The decision by the Supreme Electoral Tribunal came days after the electoral registry suspended the party on a judge’s order. The attorney general’s office is investigating whether there was wrongdoing in the gathering of required signatures for the party’s formation years earlier.

The tribunal said the suspension could not stand because it did not come from an electoral body. Its decision holds until the official end of the electoral period Oct. 31, because Guatemala’s electoral law does not allow the suspension of a party during the electoral period.

The Seed Movement had also appealed the suspension through the normal court system, but so far without result. It is expected that come Nov. 1, the party could be suspended again.

The congressional leadership had already used the suspension of the Seed Movement last week to make its seven lawmakers, including Arévalo, independents, which bars them from leading legislative committees or holding other positions of leadership in Congress.

Arévalo, a progressive lawmaker and academic, shocked Guatemala by making it into an Aug. 20 presidential runoff in which he beat former first lady Sandra Torres by more than 20 percentage points. Ever since Arévalo achieved a surprise second-place finish among a crowded field in the first round of voting in June, his party has come under attack.
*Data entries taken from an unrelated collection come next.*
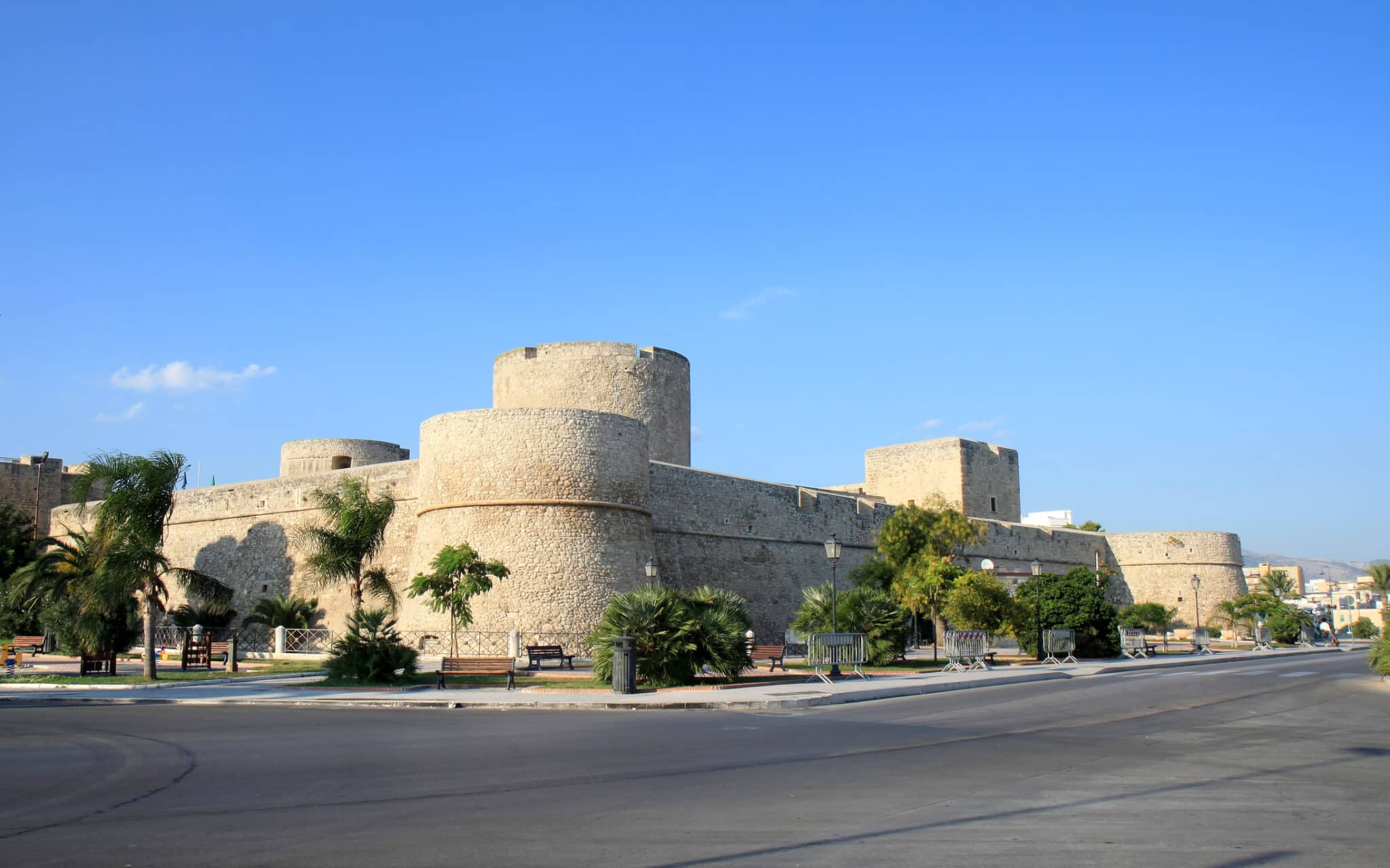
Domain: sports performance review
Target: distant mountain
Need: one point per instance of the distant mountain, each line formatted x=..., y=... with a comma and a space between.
x=1314, y=567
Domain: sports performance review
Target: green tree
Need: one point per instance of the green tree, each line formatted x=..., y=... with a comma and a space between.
x=676, y=634
x=1364, y=628
x=293, y=611
x=352, y=535
x=937, y=532
x=371, y=650
x=1151, y=617
x=1277, y=585
x=861, y=610
x=979, y=602
x=134, y=516
x=1379, y=574
x=459, y=575
x=17, y=549
x=922, y=588
x=1072, y=602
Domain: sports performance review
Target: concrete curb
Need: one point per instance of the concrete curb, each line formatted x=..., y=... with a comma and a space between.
x=162, y=685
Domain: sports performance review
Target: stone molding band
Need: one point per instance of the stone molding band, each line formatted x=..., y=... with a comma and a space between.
x=597, y=504
x=759, y=540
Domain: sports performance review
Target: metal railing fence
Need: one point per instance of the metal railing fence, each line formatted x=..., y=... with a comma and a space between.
x=826, y=650
x=1059, y=642
x=1133, y=643
x=966, y=650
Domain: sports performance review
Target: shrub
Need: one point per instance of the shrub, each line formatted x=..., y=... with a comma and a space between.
x=1076, y=602
x=1379, y=657
x=371, y=652
x=1364, y=628
x=676, y=634
x=861, y=610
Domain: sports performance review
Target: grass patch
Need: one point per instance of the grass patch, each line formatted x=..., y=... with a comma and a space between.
x=276, y=667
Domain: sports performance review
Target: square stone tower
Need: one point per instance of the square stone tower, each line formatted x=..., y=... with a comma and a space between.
x=981, y=480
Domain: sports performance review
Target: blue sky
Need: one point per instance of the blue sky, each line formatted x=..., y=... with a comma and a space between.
x=1146, y=246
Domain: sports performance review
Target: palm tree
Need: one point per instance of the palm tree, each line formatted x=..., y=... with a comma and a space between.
x=293, y=611
x=356, y=528
x=459, y=575
x=1379, y=574
x=134, y=516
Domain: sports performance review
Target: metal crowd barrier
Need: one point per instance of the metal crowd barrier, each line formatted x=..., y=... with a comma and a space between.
x=1059, y=642
x=825, y=650
x=1201, y=641
x=966, y=650
x=1133, y=643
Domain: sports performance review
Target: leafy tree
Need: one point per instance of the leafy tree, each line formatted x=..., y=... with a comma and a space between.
x=1379, y=574
x=293, y=611
x=937, y=532
x=134, y=516
x=200, y=614
x=1151, y=617
x=979, y=602
x=17, y=549
x=1075, y=602
x=63, y=589
x=1277, y=585
x=355, y=531
x=861, y=610
x=371, y=650
x=1364, y=628
x=459, y=575
x=875, y=573
x=922, y=586
x=676, y=634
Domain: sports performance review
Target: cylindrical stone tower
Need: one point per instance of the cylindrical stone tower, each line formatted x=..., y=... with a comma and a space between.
x=301, y=457
x=561, y=496
x=651, y=385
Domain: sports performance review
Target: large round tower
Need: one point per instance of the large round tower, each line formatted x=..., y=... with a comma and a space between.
x=561, y=496
x=648, y=383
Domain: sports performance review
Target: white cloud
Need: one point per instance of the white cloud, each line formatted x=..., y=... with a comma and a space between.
x=745, y=309
x=134, y=410
x=183, y=377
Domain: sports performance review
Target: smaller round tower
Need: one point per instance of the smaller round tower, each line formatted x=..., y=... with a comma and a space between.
x=302, y=457
x=650, y=385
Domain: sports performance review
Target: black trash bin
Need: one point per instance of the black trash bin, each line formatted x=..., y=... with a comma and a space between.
x=624, y=666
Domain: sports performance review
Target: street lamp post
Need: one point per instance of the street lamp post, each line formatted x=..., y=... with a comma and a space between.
x=1037, y=580
x=833, y=549
x=1197, y=606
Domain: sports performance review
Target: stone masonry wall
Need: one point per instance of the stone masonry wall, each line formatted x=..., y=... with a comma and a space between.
x=651, y=385
x=761, y=540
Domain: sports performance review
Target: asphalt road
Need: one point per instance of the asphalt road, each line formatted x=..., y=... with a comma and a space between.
x=1285, y=763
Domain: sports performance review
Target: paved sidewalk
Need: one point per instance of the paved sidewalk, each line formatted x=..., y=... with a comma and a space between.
x=755, y=698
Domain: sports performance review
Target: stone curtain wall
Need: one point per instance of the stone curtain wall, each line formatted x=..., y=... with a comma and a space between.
x=242, y=535
x=651, y=385
x=561, y=496
x=761, y=540
x=302, y=457
x=1159, y=567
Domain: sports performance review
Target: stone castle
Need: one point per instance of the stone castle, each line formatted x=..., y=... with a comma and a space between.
x=580, y=474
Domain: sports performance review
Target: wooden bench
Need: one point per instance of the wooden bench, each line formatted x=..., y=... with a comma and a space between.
x=776, y=653
x=536, y=653
x=477, y=666
x=30, y=645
The Supreme Electoral Tribunal recognized Arévalo as the winner and outgoing President Alejandro Giammattei has said he will begin the transition, but the Attorney General’s Office has been aggressively pursuing the Seed Movement on various fronts.

On Friday, the head of the Organization of American States’ electoral observation mission said the efforts appear aimed at keeping Arévalo from taking office in January.

Observers inside and outside Guatemala have warned in recent years that the country’s democracy is in decline.

President Jimmy Morales, Giammattei’s predecessor, expelled the United Nations-backed anti-corruption mission that had made impressive strides in dismantling networks of corruption that divert public monies to their pockets and had allowed drug traffickers to take ever-growing control of the country.

Giammattei weaponized the justice system, turning it against the same prosecutors and judges who had led that anti-corruption fight. His attorney general and her anti-corruption prosecutor have both been sanctioned by the United States government as undemocratic actors allegedly involved in corruption.

Polls showed Arévalo’s party with under 3% support heading into the first round of voting. But his message of taking up once again the corruption fight resonated with a frustrated population facing an array of candidates mostly promising more of the same.

His support expanded exponentially as he headed into the runoff last month. He ran a hopeful outsider’s campaign against Torres, who was making her third presidential bid and couldn’t shake the status quo reputation she picked up by helping to advance Giammattei’s legislative agenda.

Voters spoke loudly, trying to give Arévalo an undisputable margin of victory. But the entrenched political and economic forces that stand much to lose under an Arévalo presidency have not rolled over. And as the president-elect said Friday, there are still four months before he takes office “during which these political mafias will try to consummate the coup d’etat.”